Once seen as a failing state, Colombia began to turn its image around after a 2002 U.S.-backed security crackdown against leftist rebels made the country safer, opened up more areas to oil exploration and boosted crude production.
In a call to investors, Ecopetrol’s vice president of exploration and production, Hector Manosalva, said that production was being restricted this year due to security problems in Latin America’s No. 4 oil producer.
“The damages we’ve had are related to the unavailability of transport systems due to public order problems, and this has affected mainly the Cano Limon fields and the fields in Arauca operated by Occidental and the fields in the Putumayo,” he said.
The company, however, said that it was not revising down its future output goals -- Ecopetrol plans to produce 1 million boepd by 2015 and 1.3 million boepd by 2020.
A series of attacks this year by rebel groups, including the killing and kidnapping of oil workers and a three-fold increase in bombings of pipelines, have hit the sector, hurting national oil output and Colombia’s image.
Ecopetrol President Javier Gutierrez told Reuters on Tuesday that the company had lost an average of nearly 11,000 barrels of oil per day (bpd) in the first half of 2012 from attacks on oil infrastructure by leftist guerrillas.
In the second quarter, group output -- including operations in Brazil, Peru and the U.S Gulf Coast -- rose 4.8 percent to 762,200 boepd from the same period last year, lower than expected by analysts.

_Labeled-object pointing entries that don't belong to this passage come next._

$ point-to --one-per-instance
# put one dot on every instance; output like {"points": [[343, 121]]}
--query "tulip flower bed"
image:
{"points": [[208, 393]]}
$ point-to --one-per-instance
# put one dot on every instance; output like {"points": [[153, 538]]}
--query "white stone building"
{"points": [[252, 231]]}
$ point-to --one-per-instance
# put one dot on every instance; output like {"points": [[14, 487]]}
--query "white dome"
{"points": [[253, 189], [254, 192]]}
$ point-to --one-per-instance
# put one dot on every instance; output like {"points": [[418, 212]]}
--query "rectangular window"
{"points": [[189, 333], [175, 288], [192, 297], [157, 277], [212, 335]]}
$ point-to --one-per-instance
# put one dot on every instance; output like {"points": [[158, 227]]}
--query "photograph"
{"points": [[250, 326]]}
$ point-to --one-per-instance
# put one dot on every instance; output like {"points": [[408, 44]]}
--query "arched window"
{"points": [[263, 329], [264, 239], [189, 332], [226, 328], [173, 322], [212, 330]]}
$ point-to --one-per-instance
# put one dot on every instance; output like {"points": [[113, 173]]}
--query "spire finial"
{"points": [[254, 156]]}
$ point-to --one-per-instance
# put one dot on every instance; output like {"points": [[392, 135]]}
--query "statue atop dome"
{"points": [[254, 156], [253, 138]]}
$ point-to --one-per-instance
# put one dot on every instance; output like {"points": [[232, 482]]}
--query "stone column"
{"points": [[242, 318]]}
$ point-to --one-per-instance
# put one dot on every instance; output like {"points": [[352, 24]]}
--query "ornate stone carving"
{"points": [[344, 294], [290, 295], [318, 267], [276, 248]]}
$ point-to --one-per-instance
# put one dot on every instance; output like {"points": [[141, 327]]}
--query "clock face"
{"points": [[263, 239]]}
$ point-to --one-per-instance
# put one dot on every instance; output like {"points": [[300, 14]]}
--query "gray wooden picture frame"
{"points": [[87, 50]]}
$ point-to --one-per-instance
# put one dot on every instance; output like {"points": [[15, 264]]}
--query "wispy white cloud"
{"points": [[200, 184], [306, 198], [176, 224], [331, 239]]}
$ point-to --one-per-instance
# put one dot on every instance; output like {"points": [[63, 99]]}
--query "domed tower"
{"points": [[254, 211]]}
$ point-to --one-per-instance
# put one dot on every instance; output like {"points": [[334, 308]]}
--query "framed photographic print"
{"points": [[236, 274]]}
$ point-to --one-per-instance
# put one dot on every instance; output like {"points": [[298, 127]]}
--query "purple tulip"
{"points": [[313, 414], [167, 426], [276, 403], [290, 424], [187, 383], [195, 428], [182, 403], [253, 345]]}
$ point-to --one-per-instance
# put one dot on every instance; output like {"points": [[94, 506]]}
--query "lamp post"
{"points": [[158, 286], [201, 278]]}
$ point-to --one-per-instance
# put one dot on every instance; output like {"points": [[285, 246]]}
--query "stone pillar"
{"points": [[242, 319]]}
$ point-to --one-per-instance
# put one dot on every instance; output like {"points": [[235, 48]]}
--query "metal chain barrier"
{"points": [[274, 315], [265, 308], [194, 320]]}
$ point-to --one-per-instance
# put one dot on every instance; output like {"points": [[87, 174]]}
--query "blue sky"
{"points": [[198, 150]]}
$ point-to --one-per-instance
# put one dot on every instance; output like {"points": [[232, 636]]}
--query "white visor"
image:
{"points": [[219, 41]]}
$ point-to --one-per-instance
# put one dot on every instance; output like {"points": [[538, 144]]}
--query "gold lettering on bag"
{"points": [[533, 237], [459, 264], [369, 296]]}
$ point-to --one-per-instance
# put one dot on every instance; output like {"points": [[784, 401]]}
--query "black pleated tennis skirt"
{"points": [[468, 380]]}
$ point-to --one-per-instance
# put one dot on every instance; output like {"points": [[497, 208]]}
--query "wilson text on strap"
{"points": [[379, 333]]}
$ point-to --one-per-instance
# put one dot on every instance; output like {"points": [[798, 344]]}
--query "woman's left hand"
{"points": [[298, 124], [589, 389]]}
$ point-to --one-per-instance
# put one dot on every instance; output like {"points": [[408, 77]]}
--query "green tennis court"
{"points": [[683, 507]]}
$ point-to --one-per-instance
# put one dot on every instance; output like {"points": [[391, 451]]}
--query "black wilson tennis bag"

Ecopetrol’s shares dropped 2.3 percent on Wednesday after it announced that consolidated net income fell 2.5 percent in the second quarter from a year earlier to 3.65 trillion pesos (US$2 billion), below market expectations.
A decade-long offensive by U.S.-backed Colombian troops has pushed guerrillas deeper into inhospitable jungles and mountains, but rebels still wage bombings and other bloodshed, especially against the oil and mining sectors.
At the weekend, FARC insurgents blew up a section of the 220,000-barrel-per-day-capacity Cano Limon-Covenas oil pipeline, Colombia’s second most important line. Earlier this month, rebels killed five oil contractors in the south.
Increased attacks caused month-on-month national oil production to fall in May and June. Last month output dropped 0.2 percent to an average of 934,000 bpd.